Sustainable planning of water allocation in the agricultural sector requires attention to soil, plant, climate and their limitations. This study was conducted in order to develop a real-time framework for simulating soil–water balance in the root zone, crop growth curve and irrigation planning of rapeseed cultivation in Henan Province, China during a cropping season from March to October 2022. Simulation of production functions with field information calibration at daily time step was developed to accurately estimate the simulation of crop growth and soil water balance. Particle swarm optimization (PSO) algorithm is incorporated as an efficient tool to evaluate the water productivity as objective function in a self-organizing framework. Choosing the appropriate planting date for rapeseed cultivation at the beginning of the growing season was evaluated to increase the use of precipitation for canopy cover growth and thus reduce irrigation water consumption.
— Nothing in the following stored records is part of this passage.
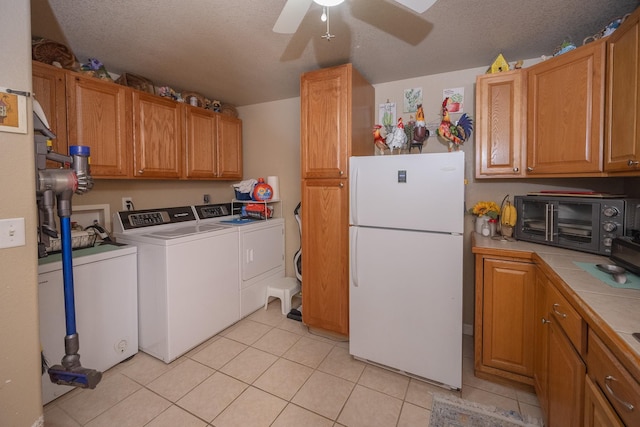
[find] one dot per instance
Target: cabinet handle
(555, 310)
(628, 406)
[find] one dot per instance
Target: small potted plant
(484, 211)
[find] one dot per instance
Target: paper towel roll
(275, 186)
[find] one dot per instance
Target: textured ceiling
(226, 49)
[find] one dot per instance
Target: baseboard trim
(467, 329)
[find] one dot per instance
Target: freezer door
(408, 191)
(405, 301)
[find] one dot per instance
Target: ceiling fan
(294, 11)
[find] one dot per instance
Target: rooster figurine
(397, 138)
(379, 137)
(457, 133)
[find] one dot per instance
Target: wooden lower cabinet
(504, 319)
(325, 253)
(541, 339)
(597, 411)
(565, 381)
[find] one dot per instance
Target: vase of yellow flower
(484, 211)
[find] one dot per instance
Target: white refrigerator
(405, 284)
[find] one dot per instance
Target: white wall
(20, 394)
(271, 133)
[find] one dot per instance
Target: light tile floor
(267, 370)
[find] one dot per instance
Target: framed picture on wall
(387, 114)
(412, 98)
(13, 112)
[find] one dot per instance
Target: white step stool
(284, 288)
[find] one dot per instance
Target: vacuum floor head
(77, 377)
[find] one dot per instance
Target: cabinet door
(324, 128)
(201, 135)
(541, 340)
(565, 112)
(597, 411)
(98, 117)
(325, 252)
(49, 90)
(500, 124)
(229, 143)
(566, 373)
(622, 146)
(508, 315)
(158, 136)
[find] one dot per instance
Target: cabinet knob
(559, 313)
(628, 406)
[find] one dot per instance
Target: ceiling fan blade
(417, 6)
(291, 16)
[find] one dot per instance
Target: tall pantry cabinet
(337, 117)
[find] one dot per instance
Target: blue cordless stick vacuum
(62, 183)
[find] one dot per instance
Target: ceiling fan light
(328, 3)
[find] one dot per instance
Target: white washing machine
(261, 252)
(106, 309)
(188, 275)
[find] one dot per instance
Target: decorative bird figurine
(379, 137)
(420, 131)
(454, 134)
(397, 138)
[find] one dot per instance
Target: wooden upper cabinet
(622, 143)
(501, 124)
(200, 153)
(229, 143)
(158, 136)
(98, 115)
(565, 113)
(335, 120)
(213, 145)
(49, 89)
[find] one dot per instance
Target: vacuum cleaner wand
(63, 183)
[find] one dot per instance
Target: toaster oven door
(567, 222)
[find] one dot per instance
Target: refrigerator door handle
(353, 264)
(353, 209)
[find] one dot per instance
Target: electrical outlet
(12, 232)
(127, 203)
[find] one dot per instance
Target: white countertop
(617, 308)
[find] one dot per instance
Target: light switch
(11, 232)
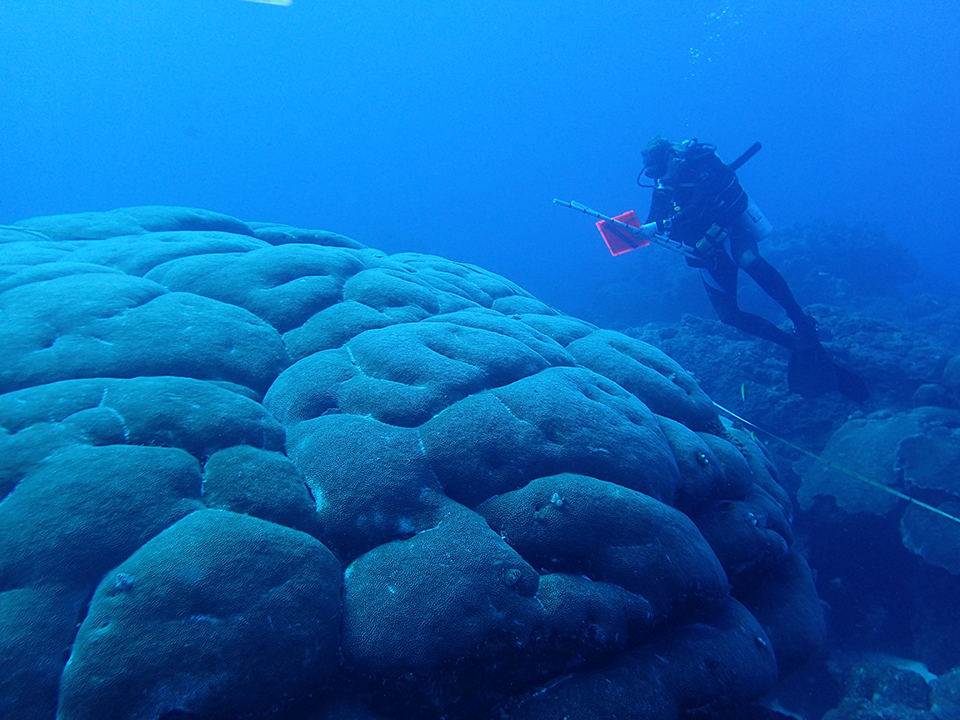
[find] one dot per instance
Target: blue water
(449, 127)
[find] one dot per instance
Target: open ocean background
(447, 128)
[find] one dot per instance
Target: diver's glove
(645, 231)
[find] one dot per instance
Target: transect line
(841, 468)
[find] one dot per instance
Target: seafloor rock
(252, 470)
(914, 453)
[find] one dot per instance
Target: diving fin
(811, 372)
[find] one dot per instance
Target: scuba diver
(698, 201)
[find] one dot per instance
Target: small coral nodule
(123, 582)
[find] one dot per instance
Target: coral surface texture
(249, 470)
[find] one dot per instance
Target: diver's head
(657, 155)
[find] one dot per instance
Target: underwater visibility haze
(314, 405)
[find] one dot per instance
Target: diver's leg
(720, 281)
(744, 250)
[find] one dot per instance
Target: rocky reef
(251, 470)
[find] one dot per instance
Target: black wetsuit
(698, 192)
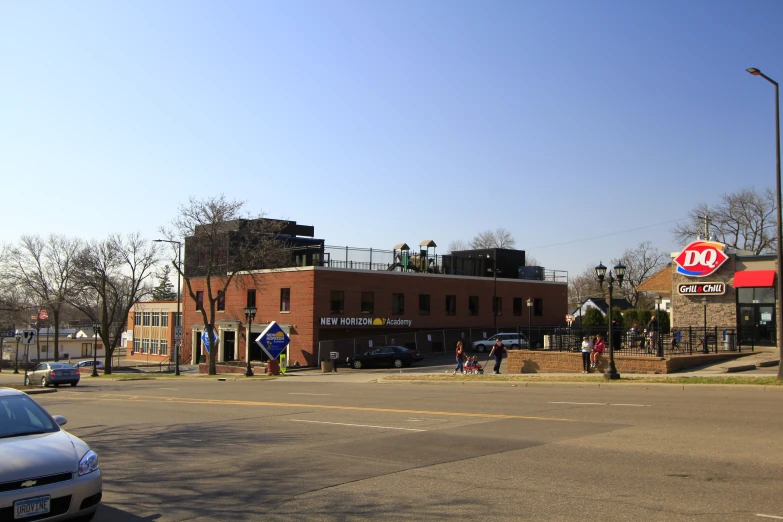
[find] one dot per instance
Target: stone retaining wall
(527, 361)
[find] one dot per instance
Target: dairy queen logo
(701, 258)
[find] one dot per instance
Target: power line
(609, 235)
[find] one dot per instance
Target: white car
(45, 472)
(511, 341)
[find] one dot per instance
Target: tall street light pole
(96, 328)
(600, 272)
(250, 314)
(16, 359)
(177, 320)
(779, 215)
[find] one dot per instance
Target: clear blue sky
(388, 122)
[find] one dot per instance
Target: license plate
(31, 507)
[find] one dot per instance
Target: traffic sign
(28, 337)
(273, 340)
(206, 342)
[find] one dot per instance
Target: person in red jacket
(598, 349)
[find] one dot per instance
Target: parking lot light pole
(96, 328)
(619, 272)
(16, 359)
(250, 314)
(778, 217)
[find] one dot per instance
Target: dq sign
(701, 258)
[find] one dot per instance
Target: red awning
(754, 278)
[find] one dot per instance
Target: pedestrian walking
(587, 347)
(598, 350)
(497, 351)
(460, 358)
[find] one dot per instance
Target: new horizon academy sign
(364, 321)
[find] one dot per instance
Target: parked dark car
(53, 373)
(385, 356)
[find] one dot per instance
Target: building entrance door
(757, 323)
(228, 347)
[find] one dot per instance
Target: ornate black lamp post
(659, 344)
(16, 359)
(529, 328)
(778, 215)
(250, 314)
(96, 328)
(619, 273)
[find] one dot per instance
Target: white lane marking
(599, 404)
(356, 425)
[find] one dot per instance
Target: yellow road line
(224, 402)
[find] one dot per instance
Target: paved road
(304, 448)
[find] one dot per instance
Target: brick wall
(526, 361)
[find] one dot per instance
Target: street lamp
(16, 359)
(177, 342)
(704, 302)
(96, 328)
(659, 345)
(250, 314)
(619, 272)
(778, 215)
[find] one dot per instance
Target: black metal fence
(679, 341)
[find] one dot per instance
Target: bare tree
(221, 240)
(640, 263)
(500, 238)
(744, 219)
(43, 269)
(111, 276)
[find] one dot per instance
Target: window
(424, 304)
(368, 303)
(398, 304)
(473, 305)
(451, 305)
(336, 302)
(497, 305)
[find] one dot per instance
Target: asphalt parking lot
(313, 447)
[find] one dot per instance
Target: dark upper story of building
(257, 244)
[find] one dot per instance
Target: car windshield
(20, 415)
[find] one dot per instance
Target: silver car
(45, 472)
(53, 373)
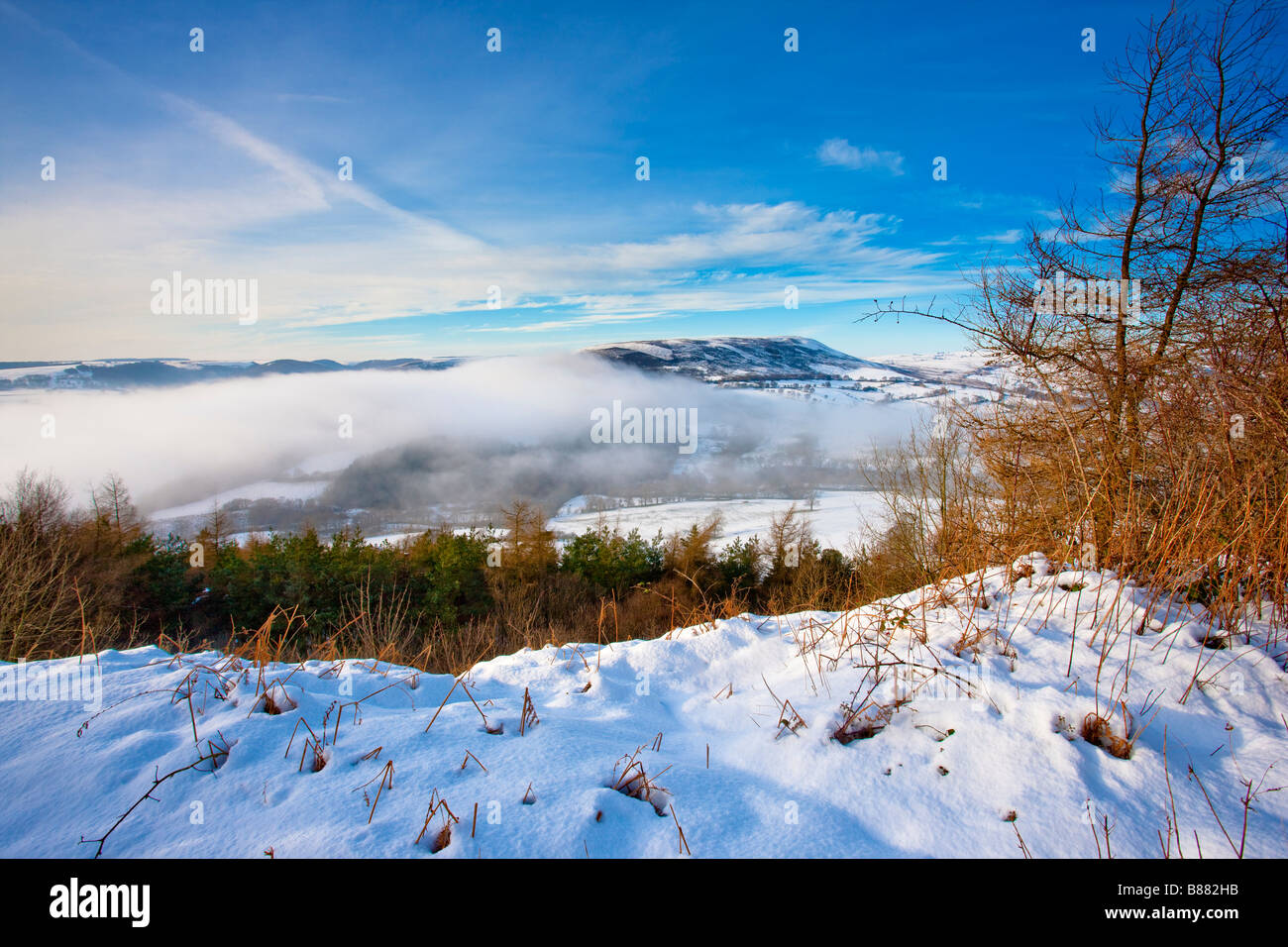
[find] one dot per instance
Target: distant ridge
(738, 359)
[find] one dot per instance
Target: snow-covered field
(966, 744)
(840, 518)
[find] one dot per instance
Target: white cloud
(838, 151)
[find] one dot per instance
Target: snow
(746, 762)
(838, 518)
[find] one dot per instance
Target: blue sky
(518, 169)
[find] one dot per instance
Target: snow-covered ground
(261, 489)
(967, 745)
(840, 518)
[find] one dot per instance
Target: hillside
(944, 722)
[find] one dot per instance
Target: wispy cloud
(840, 153)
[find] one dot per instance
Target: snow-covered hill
(939, 723)
(737, 359)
The results showed that the proposed model increased water productivity by 23% as the objective function, and evaporation from the soil surface decreased by 16%. The maximum difference between the irrigation depth in the optimal and existing strategies was 41 mm in the germination stages until the seed-filling stage, which caused a decrease in final biomass and plant transpiration.
An optimization framework was used to find the sustainable strategy of water distribution in rapeseed cultivation.
A daily time step modeling was developed to estimate the crop growth process.
Improving the planting date increased water productivity and effective use of rainfall.